Excess Rain Causing Trouble for South Alabama Farmers

Its getting close to Alabama’s harvest season. Hay, peanut and cotton farmers are experiencing difficulties due to the heavy amounts of rain.

Jesse Oglesby and his family own a hay farm. He says this season has not been kind to their farm.

“It has been terrible,” Oglesby said. “Last year, there wasn’t quite as much rain. We were able to produce a lot more hay than what we have been. But this year, for some odd reason its just been difficult, and the rain has played a big part in that.”

Oglesby says the rain is causing his family farm to waste valuable time, a problem the farm didn’t have last year.

“One of the big problems that we have is we cut it and we tether it, and then rake it,” Oglesby explained. “Once the rain comes in, we have to go back, re-tether it all over again and then re-rake it. Its a process that should take a day, but lately, but this season its taking a week.”

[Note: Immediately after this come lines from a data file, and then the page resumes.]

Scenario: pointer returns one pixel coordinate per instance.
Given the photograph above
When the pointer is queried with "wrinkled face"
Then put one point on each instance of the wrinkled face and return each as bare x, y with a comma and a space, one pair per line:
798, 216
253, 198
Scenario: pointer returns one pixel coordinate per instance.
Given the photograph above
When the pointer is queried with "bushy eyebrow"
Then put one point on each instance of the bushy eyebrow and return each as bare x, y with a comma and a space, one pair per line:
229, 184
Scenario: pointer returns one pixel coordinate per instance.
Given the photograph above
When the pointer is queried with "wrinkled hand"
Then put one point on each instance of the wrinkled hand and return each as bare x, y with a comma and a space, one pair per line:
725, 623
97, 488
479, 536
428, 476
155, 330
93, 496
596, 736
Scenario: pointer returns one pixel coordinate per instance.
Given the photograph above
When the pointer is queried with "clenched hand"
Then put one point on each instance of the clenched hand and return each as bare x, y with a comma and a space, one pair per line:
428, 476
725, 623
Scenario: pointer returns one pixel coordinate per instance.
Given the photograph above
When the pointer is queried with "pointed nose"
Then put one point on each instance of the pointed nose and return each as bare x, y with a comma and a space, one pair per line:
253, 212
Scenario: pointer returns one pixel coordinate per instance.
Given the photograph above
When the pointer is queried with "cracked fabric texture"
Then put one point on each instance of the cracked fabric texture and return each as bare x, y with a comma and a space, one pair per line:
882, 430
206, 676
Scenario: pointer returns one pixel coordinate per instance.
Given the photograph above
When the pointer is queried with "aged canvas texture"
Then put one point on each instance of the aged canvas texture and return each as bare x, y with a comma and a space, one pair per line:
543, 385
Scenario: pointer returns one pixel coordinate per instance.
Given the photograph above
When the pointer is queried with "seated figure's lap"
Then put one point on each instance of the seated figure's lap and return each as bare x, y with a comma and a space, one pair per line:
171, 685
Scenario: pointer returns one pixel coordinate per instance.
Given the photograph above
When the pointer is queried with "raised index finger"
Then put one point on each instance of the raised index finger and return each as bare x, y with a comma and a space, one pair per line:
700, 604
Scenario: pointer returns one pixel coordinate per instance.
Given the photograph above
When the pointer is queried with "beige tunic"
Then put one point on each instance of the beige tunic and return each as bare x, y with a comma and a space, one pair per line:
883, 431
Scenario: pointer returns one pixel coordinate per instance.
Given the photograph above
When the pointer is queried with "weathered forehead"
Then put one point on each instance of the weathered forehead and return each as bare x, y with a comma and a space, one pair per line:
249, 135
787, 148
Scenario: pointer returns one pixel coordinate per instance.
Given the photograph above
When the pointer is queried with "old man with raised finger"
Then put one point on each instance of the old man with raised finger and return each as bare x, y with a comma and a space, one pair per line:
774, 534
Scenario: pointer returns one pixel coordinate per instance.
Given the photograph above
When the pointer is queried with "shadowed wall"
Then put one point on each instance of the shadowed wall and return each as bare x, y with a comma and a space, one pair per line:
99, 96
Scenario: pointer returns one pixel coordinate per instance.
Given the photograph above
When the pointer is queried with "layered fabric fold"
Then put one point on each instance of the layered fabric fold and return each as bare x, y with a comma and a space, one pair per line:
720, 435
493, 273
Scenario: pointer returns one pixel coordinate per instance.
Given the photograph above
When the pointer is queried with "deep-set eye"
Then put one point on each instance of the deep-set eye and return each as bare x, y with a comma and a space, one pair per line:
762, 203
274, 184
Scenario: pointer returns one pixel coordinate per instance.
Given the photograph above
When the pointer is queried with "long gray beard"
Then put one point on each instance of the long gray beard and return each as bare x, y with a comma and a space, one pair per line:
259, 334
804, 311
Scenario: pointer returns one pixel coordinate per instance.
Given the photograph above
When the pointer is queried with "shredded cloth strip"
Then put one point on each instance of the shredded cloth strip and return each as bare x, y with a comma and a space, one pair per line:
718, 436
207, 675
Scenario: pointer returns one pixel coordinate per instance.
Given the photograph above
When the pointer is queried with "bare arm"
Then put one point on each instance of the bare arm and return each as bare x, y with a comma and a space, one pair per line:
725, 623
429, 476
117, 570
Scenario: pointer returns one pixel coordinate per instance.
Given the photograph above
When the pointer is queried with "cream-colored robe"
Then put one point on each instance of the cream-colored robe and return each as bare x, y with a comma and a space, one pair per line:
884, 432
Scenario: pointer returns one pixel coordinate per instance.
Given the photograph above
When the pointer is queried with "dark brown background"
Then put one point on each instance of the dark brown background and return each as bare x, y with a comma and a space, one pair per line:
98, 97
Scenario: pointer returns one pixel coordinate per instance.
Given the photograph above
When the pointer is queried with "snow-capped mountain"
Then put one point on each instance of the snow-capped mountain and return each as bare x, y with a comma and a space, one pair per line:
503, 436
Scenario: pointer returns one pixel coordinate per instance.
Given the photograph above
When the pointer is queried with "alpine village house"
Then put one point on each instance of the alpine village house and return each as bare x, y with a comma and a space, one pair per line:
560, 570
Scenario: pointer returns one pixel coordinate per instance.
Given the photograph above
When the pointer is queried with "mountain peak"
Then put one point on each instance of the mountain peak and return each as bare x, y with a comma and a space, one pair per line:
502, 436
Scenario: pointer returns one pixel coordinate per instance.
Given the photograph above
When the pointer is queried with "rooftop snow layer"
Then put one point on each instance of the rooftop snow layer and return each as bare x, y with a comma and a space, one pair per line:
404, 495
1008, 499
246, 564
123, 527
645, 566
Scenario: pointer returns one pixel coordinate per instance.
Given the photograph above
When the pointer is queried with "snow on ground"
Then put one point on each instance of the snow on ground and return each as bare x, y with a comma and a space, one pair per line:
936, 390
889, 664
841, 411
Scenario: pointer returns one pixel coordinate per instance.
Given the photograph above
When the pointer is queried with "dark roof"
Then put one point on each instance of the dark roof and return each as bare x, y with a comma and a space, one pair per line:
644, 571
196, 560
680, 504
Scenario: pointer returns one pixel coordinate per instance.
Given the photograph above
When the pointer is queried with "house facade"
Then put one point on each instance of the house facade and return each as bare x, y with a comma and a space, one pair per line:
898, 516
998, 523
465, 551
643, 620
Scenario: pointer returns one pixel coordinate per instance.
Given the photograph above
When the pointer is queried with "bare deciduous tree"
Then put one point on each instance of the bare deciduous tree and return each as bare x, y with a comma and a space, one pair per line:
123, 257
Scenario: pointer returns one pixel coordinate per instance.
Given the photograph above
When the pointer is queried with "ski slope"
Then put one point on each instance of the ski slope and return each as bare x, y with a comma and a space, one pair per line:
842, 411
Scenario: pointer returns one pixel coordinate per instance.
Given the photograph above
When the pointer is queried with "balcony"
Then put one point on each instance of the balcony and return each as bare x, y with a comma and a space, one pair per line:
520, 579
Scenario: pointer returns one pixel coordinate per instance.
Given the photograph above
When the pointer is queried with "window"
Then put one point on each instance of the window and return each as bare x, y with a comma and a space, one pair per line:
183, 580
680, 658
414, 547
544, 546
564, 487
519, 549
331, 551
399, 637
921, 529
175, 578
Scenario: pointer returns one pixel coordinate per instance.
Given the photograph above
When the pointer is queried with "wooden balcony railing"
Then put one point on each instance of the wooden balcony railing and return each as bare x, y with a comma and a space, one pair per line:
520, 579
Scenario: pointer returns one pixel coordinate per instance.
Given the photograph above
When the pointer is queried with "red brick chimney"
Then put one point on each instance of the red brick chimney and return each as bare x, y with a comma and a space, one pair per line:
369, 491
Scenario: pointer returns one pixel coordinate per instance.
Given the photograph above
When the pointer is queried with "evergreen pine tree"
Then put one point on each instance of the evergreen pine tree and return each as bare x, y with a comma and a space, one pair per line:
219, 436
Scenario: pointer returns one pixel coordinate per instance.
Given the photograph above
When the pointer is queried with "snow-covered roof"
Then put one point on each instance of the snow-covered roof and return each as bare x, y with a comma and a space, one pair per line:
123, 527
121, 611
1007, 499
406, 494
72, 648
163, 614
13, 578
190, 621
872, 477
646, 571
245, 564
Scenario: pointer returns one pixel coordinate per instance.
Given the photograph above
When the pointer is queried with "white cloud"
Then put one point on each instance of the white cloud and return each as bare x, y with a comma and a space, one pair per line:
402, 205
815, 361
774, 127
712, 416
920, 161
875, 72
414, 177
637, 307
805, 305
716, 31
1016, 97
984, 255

Henry Patterson owns a peanut and cotton producing farm. He says he seeing too much rain, which is bad for his crops. The heavy rains beat down his bushes and turns his fields into a muddy mess.

“We’re gonna be plowing up peanuts probably next week and it didnt even dry on up, and we’re gonna be plowing up mud… we’er gonna have some damage in cotton, its gonna be weighing both ways.”

But Patterson says he can’t let the rain affect his job.
“When it comes to harvest time, you have to get it or you’ll miss it,” Patterson said.

In 2017, cotton had a production value of over 265 million dollars; hay had a value of over 208 million; and peanut production had a value of over 155 million, according to the USDA.